Moreover, the inflation of the tariffs of the wafers is not the only one to hurt. The change of node, even the change of structure of the transistors (Samsung GAAFET and its equivalent Nanosheet at TSMC) implies other expenses. In particular those of semiconductor design software from Cadence and Synopsys. Far from being anecdotal, these essential tools for the production of chips are one of the reasons (along with the blocking of EUV machines from the Dutch ASML) why China cannot produce cutting-edge processors.

Just look at the inflation in the cost of chip design: before you even hit the ” start » of industrial production, the design of a 5 nm chip could have cost half a billion euros! And it could be even worse for the 3 nm GAAFET… Which doesn’t mean that production is going to be impossible. Because if the deployment could be slowed down, the manufacturers are up against the wall.

A price war in sight?

In the world of advanced manufacturing processes, TSMC has the edge over Samsung. It is indeed the Taiwanese which produces 90% of the chips engraved at 7 nm or less. An ultra-dominant position that pushes the Korean to constantly play the price card to attract customers. But while TSMC was in a strong position during the shortage period to keep prices high, the tide could turn. Because with the little gain in density brought by 3 nm (called N3) compared to 5 nm, the $20,000 per wafer would only be interesting in the case of chips with very (very!) high added value. According to analysts interviewed by our colleagues at fudzilla, this high cost would entice the chip designers you know – AMD, Qualcomm, MediaTek, etc. – to wait and concentrate on the nodes 4 and 5 nm. Leaving the field open to Apple to pay the price of gold for 3 nm for its chips.

Only here, if Apple is a major customer with very high volume (and high added value), it will not be enough to run the factories at full speed.
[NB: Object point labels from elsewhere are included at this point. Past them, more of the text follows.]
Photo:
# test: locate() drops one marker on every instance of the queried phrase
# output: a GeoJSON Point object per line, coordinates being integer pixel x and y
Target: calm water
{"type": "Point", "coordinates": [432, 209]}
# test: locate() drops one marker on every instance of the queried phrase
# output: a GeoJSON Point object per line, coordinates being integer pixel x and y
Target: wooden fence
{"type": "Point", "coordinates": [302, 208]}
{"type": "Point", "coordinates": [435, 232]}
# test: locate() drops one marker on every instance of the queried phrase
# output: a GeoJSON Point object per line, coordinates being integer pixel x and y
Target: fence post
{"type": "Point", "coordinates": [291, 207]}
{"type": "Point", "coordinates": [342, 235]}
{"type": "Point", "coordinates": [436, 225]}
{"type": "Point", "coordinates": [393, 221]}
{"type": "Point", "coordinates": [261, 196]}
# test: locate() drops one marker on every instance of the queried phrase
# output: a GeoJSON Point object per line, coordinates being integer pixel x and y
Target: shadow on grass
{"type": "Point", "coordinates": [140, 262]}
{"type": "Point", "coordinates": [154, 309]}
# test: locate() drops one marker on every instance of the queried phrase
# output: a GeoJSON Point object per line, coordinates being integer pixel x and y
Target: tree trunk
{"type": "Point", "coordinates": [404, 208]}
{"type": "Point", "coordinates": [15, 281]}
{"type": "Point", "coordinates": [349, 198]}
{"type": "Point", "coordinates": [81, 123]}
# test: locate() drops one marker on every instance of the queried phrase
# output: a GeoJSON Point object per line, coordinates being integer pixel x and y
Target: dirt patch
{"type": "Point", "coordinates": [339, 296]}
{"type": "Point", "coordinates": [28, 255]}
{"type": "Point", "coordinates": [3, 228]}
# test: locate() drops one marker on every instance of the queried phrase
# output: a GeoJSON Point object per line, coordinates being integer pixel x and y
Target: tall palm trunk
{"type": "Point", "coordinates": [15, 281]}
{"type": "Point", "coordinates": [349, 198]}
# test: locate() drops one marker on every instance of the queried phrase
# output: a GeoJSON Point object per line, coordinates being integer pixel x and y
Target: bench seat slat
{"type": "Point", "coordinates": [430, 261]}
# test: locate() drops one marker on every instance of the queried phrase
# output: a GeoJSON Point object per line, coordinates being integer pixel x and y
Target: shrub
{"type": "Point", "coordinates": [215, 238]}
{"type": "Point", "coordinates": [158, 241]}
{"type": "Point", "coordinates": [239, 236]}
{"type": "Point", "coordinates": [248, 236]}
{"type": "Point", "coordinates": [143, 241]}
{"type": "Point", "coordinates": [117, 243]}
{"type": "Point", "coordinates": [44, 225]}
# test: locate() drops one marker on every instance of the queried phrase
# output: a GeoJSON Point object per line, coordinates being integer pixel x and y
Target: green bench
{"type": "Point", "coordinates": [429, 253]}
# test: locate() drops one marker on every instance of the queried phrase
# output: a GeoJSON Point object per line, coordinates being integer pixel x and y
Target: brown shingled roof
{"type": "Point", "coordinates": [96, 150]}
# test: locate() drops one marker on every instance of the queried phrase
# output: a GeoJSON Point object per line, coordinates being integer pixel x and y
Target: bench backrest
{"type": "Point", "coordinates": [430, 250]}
However, the factories are there, the investments have been made. And the only way to make the tens of billions invested profitable is to rotate them. This is why, still according to analysts, TSMC could trim its margin and lower its prices to attract customers. This will have the effect of putting pressure on Samsung, a challenger in the field, to practice the lowest possible prices.

Read also : IBM and Samsung have developed the transistors of the future (Dec. 2021)

We conclude that if the industry is dragging its feet a little for the launch of the 3 nm, which should be the exclusivity of Apple at first, the pressure on TSMC and Samsung to make their colossal investments profitable should push them to lower prices as soon as possible. But this organic slowdown could weigh on the future of chip design. With a public roadmap that stops at 2 nm at TSMC (1.8 nm at Intel for its node Intel 18) and the passage of wafers from 300 mm to 450 mm still postponed indefinitely, the “friction” currently caused by the node 3 nm could slow down, for a time, the industry in its developments. An industry which is, in certain areas such as memory, in full overheating.